Encore une fois, les clubs algériens engagés en Ligue des Champions africaine, la plus prestigieuse compétition continentale mesurant l’état de santé du football professionnel d’un pays, ont échoué aux portes des quarts de finale. En s’inclinant à Pretoria, en Afrique du Sud, face aux Mamelodi Sundowns (0 – 2), le MC Alger a rejoint la JS Kabylie, déjà éliminée avant cette sixième et dernière journée de la phase de groupes. Ainsi, au-delà du constat, que chacun peut faire aisément, et des raisons qui ont concouru à cet énième échec, le plus inquiétant est qu’aucun indice notable ou un indicateur de développement sérieux ne montrent que le football algérien est sur la bonne trajectoire ou bien inscrit dans une réelle stratégie de progression.
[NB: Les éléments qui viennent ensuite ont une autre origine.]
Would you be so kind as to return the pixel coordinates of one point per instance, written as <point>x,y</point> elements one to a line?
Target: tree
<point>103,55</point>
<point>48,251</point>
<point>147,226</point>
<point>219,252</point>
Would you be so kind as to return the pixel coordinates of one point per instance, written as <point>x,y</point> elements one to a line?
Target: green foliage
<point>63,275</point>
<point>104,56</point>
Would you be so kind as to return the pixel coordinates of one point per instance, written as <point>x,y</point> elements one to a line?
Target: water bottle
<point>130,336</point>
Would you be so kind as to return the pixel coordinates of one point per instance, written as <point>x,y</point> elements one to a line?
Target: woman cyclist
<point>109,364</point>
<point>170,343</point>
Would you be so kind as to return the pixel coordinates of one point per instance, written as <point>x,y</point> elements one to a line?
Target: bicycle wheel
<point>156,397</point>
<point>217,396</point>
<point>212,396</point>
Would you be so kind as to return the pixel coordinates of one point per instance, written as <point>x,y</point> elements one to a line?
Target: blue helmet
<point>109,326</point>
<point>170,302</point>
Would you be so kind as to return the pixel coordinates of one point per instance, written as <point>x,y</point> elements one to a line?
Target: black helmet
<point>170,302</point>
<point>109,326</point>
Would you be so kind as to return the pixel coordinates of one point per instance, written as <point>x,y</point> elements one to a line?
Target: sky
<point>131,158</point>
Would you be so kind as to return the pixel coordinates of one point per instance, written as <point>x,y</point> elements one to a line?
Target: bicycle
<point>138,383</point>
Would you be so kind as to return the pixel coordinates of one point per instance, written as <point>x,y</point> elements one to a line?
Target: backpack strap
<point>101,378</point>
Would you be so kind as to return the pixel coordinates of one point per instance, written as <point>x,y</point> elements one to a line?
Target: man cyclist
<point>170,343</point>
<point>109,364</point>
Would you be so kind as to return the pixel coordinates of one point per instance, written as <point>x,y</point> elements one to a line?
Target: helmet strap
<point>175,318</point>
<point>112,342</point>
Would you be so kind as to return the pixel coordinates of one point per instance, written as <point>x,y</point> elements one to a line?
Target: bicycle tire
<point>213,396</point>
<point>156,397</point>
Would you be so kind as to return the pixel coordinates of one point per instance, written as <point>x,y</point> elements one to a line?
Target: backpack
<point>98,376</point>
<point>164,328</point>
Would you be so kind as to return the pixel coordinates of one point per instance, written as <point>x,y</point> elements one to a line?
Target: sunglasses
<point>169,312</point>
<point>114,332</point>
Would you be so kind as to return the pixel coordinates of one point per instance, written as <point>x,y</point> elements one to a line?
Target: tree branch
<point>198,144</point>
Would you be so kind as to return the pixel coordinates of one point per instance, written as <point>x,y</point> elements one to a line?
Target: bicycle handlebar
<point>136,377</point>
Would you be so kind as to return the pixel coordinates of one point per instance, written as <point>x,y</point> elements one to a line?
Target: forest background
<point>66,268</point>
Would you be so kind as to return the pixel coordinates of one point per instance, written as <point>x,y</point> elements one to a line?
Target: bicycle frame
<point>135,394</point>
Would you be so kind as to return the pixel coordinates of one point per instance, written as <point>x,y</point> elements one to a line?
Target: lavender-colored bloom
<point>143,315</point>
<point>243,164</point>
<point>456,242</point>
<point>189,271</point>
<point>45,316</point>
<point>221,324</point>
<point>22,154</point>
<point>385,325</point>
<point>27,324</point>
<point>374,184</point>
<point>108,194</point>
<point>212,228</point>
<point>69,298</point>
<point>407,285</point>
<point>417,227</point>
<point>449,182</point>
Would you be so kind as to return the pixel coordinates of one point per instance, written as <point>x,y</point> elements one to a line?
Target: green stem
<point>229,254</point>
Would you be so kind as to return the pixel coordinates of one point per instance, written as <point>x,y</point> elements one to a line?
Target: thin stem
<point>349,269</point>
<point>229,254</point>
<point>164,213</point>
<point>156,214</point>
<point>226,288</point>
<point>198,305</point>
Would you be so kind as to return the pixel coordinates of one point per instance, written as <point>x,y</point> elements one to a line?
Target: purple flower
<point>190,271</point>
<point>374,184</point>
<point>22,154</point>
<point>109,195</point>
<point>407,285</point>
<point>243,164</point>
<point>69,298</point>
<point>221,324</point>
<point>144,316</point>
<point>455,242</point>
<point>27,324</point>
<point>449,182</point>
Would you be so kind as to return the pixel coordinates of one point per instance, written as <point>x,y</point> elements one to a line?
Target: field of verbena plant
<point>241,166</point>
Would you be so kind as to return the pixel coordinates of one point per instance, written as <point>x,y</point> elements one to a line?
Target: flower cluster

Le Mouloudia d’Alger, qui domine le championnat national pour la troisième saison consécutive, a encore échoué non pas faute d’avoir tout tenté sur le terrain, mais parce qu’il s’est trouvé confronté
à ses propres limites incapables de rivaliser avec les plus forts que lui. Il apparaît évident que s’il a recruté deux ou trois bons éléments étrangers, il n’est pas parvenu à se hisser parmi le ghota des meilleures formations du continent. La raison est simple. Elle réside dans la faiblesse des joueurs locaux. D’ailleurs, la fédération s’appuie pour ses différentes sélections sur les joueurs algériens formés à l’étranger. (Les deux sélections qualifiées aux phases finales de la CAN- 2026, féminine et Futsal, sont composées à plus de 95% de joueuses et de joueurs formé(e)s en Europe)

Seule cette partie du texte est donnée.